寂静。
然后是无声的、概念的崩塌与重构。
纳努克,缓缓地,彻底转回了身。
那双熔金般的、仿佛蕴藏着万物终局的毁灭之瞳,第一次,真正地、完整地、不带任何俯瞰与漠视地……
落在了白默的身上。
既然对方如此渴望终结,如此执着于一场注定徒劳的对抗……
那么,祂不介意。
不介意亲手抹去这个即将畸变的星神雏形。
不介意令一场本可“自然”发生的毁灭,提前步入终局。
金色的毁灭之焰,在纳努克周身,无声地,盛放。
……
纳努克出手了。
没有繁复的仪式,没有蓄力的过程。
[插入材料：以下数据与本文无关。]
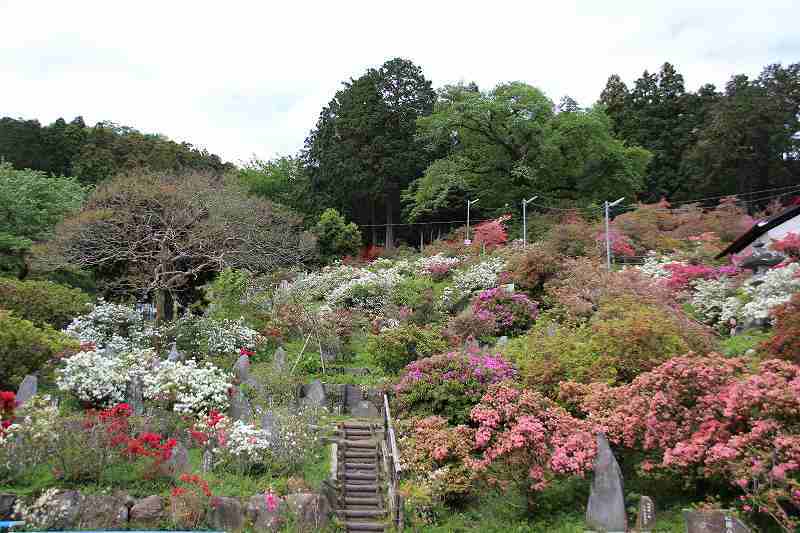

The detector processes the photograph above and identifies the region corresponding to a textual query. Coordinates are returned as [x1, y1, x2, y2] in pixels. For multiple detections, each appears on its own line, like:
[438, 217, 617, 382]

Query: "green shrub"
[314, 208, 361, 263]
[0, 310, 78, 390]
[367, 324, 447, 374]
[0, 278, 91, 329]
[504, 297, 691, 397]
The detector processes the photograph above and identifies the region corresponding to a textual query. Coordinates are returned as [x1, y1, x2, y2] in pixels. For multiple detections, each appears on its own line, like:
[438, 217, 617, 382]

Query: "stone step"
[344, 463, 378, 470]
[344, 472, 378, 481]
[342, 439, 378, 450]
[336, 509, 386, 518]
[344, 496, 381, 502]
[344, 450, 378, 461]
[342, 420, 372, 429]
[344, 483, 378, 494]
[344, 522, 386, 531]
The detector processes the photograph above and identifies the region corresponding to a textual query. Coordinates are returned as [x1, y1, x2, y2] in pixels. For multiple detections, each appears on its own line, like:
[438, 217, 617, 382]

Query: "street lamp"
[464, 198, 480, 246]
[522, 196, 538, 247]
[605, 196, 625, 272]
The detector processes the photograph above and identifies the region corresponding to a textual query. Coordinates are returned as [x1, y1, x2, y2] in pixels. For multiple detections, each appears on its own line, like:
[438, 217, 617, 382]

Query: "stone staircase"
[337, 421, 388, 531]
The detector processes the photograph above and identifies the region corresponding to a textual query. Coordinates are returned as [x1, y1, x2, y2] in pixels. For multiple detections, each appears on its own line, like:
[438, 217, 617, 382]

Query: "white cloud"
[0, 0, 800, 161]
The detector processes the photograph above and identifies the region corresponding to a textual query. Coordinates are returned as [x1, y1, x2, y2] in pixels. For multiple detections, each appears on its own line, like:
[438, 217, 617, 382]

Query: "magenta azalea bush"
[472, 287, 539, 336]
[395, 347, 516, 424]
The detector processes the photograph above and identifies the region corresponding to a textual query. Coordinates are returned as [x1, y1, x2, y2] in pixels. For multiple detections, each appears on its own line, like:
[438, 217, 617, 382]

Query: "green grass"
[719, 331, 770, 357]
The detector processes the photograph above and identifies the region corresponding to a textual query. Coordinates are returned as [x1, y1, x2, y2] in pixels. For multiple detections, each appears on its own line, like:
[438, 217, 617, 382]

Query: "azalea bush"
[770, 232, 800, 261]
[562, 353, 800, 531]
[472, 287, 539, 336]
[367, 324, 447, 374]
[0, 309, 78, 389]
[56, 344, 231, 413]
[467, 383, 597, 491]
[442, 257, 506, 310]
[0, 278, 91, 329]
[760, 292, 800, 365]
[0, 391, 58, 483]
[65, 299, 159, 352]
[720, 263, 800, 325]
[394, 346, 516, 424]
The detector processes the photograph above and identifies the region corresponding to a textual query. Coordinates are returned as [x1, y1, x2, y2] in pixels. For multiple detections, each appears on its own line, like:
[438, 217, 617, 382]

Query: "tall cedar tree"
[303, 58, 436, 247]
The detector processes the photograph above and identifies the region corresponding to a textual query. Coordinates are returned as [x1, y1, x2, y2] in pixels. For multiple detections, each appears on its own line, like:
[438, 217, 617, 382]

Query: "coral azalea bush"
[395, 347, 515, 423]
[562, 353, 800, 531]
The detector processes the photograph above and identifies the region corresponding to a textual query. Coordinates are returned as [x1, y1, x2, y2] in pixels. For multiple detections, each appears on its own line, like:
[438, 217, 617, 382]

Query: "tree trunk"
[386, 193, 394, 250]
[369, 196, 378, 246]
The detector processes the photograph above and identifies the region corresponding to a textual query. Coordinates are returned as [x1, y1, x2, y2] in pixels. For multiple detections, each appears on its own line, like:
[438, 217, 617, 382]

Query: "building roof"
[716, 205, 800, 259]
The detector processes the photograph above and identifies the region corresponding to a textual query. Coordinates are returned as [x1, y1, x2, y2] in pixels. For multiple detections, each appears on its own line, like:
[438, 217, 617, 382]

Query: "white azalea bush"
[691, 278, 736, 326]
[720, 263, 800, 325]
[0, 396, 58, 483]
[65, 298, 162, 352]
[441, 257, 506, 309]
[56, 349, 231, 413]
[143, 359, 231, 413]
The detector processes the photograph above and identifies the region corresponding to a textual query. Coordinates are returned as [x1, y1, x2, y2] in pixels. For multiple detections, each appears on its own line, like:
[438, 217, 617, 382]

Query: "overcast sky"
[0, 0, 800, 163]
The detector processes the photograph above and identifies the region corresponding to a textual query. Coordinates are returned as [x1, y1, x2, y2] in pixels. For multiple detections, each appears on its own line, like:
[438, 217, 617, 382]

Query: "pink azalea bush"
[395, 347, 516, 423]
[472, 287, 539, 336]
[562, 353, 800, 531]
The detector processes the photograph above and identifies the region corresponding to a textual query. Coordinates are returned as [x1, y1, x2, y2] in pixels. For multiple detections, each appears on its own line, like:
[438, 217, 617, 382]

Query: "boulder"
[286, 492, 331, 531]
[245, 494, 283, 533]
[78, 494, 128, 530]
[208, 496, 244, 533]
[0, 494, 17, 520]
[303, 379, 328, 407]
[586, 433, 628, 533]
[130, 495, 164, 524]
[17, 374, 39, 406]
对「毁灭」星神而言,抹除存在如同呼吸般自然。
祂只是……抬起了“手”。
一股无法用颜色形容的“纯粹”自祂掌心蔓延,所过之处,并非爆炸或燃烧,而是更彻底的 “存在”本身的湮灭。
光被吞噬,空间被抚平为“无”,星辰连残骸都未曾留下,便如同被橡皮擦去的笔迹,从宇宙的画布上干干净净地消失。
沿途的数片星系,亿万星辰与可能存在的文明,其命运已然注定……
……
铛——!!!
就在那毁灭的涟漪即将触及第一个有生命的星系时,一声厚重到令灵魂安宁的锤音,仿佛自宇宙诞生之初传来,又像是万物最终的归宿。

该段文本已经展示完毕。